CALS will represent the Teddy Bear Foundation at the Constitutional Court on 14 November 2017 to argue there should be no prescription for sexual offences

The Teddy Bear Foundation, represented by the Centre for Applied Legal Studies at Wits University, will appear at the Constitutional Court on Tuesday to argue that there should be no time limit for  prosecuting any sexual offences.

On 22 – 23 May 2017, the Johannesburg High Court heard a case brought against the late Sidney Frankel, an accused sexual offender. The case challenged a section of the Criminal Procedure Act which gives the state a maximum of 20 years to prosecute a crime of sexual assault when there is no such limit for rape. The Teddy Bear Foundation entered the case as a ‘friend of the court’ to support the applicants and provide evidence on the nature of sexual abuse, delayed disclosure and the obligation on the state to protect children from abuse.

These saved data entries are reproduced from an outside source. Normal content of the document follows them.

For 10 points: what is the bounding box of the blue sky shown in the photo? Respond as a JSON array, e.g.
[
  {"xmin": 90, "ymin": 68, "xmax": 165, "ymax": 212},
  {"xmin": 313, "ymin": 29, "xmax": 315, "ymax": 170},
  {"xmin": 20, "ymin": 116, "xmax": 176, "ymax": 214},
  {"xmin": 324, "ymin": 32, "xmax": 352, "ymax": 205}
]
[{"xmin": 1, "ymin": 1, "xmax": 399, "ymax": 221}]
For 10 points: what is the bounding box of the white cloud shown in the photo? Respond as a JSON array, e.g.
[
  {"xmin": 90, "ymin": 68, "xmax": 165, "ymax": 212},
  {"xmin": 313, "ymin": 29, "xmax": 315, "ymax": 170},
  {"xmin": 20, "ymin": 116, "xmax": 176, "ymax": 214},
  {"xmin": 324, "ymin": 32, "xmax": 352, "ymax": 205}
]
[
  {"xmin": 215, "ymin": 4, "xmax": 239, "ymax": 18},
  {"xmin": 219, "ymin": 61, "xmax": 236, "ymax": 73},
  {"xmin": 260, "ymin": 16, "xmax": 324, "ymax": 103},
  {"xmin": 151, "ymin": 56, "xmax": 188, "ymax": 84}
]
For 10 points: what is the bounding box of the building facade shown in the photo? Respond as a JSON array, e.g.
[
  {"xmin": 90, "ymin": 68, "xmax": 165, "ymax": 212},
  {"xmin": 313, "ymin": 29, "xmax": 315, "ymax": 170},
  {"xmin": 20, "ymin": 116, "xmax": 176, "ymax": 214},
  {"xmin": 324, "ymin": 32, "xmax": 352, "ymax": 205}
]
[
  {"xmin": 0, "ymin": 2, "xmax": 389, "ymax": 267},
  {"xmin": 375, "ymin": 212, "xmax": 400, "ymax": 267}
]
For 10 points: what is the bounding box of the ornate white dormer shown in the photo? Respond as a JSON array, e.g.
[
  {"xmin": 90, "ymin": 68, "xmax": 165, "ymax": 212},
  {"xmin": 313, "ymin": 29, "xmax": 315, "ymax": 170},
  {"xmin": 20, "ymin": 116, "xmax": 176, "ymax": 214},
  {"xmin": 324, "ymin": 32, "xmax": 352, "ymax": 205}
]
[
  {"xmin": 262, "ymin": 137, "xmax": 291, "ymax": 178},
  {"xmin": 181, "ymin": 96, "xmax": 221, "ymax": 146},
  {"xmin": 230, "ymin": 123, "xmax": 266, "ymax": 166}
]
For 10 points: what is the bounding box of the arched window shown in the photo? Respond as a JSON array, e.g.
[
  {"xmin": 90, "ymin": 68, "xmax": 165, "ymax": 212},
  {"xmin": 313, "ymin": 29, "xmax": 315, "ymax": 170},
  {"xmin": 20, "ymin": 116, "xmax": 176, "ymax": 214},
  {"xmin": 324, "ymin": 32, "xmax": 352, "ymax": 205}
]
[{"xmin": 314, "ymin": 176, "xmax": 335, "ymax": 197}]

Acting Judge Hartford ruled on 19 June 2017 that the 20 year period in which to prosecute sexual offences is invalid and unconstitutional, saying: “The law must encourage the prosecution of these nefarious offences, which are a cancer in South African society, and must support victims in coming forward, no matter how late in the day. The law should not smother a victim’s ability to bring sexual offenders to book, as it presently does.”

The applicants who alleged abuse by Mr Frankel, have now approached the Constitutional Court to confirm this judgment. The Centre for Applied Legal Studies, on behalf of the Teddy Bear Foundation, argues that the ruling should be upheld. The distinction in the law between rape and sexual assault is arbitrary. It fails to recognise that sexual assault may be just as harmful and traumatic as rape, and that generally victims are silenced and therefore take a long time to process what has happened and come forward. This may be especially true for children.

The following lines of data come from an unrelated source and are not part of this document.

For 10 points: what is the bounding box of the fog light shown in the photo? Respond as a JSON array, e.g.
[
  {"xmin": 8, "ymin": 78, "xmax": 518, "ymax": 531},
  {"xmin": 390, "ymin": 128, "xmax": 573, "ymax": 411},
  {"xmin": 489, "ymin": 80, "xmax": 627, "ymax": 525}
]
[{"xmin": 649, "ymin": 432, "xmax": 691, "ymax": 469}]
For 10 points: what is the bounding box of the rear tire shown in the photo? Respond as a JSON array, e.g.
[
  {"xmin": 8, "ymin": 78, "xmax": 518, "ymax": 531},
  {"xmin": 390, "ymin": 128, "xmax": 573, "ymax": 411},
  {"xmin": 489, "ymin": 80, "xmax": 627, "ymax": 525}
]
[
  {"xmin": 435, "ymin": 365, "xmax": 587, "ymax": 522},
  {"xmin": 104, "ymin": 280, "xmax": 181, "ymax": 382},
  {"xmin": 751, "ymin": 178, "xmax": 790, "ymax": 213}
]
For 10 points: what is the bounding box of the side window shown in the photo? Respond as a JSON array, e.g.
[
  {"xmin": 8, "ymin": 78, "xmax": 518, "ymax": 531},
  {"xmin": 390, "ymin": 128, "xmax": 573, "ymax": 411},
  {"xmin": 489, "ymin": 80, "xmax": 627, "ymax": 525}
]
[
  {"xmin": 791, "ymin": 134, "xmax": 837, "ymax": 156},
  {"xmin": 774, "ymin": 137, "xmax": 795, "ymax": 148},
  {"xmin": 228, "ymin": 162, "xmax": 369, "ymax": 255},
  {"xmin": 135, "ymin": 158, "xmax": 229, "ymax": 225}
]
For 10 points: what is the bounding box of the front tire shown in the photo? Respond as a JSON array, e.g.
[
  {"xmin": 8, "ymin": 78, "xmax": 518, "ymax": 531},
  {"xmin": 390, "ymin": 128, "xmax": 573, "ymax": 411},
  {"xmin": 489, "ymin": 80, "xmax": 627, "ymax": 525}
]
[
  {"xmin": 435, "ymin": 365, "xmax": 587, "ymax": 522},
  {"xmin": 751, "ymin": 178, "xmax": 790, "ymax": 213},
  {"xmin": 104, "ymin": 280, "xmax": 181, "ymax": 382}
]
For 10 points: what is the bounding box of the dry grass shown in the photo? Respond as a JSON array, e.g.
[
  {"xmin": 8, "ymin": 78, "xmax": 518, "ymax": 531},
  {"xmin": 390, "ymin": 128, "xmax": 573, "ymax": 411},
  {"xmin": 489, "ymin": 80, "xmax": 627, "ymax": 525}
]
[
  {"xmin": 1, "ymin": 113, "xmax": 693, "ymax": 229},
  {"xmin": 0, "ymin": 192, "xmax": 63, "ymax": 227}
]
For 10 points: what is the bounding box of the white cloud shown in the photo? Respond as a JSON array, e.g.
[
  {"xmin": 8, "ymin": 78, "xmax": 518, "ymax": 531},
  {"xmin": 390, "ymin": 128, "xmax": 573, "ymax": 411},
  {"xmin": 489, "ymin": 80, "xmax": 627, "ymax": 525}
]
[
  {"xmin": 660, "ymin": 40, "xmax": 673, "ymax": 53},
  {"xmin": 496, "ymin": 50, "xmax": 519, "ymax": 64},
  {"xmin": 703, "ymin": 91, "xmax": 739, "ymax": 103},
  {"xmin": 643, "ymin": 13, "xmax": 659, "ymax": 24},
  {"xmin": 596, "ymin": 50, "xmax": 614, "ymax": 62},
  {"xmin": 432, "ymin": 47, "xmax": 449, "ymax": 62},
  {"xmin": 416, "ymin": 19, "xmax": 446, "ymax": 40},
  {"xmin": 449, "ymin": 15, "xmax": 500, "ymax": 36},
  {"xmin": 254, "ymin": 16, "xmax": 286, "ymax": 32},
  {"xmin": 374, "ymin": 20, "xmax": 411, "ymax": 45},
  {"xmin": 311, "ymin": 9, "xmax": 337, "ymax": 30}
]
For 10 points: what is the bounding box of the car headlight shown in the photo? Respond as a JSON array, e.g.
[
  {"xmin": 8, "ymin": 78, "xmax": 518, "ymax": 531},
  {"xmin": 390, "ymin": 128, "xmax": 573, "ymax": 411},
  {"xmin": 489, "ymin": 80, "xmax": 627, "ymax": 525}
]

“Curtailing periods for prosecuting sexual offences does a disservice to society,” says Sheena Swemmer, attorney at the Centre for Applied Legal Studies. “Currently, the law fails to protect the most vulnerable groups. Instead, it should sanction these crimes and give victims access to justice no matter when they come forward to restore trust in the systems that are meant to protect them.”

“There should be no time limits on reporting for any victim of any sexual crime,” says Shaheda Omar, Clinical Director at the Teddy Bear Foundation. “We remain committed to ensuring the protection of all victims of sexual abuse, recognising the widespread and devastating effects it has on our society.”

The matter is set to be heard on 14 November 2017 at the Constitutional Court.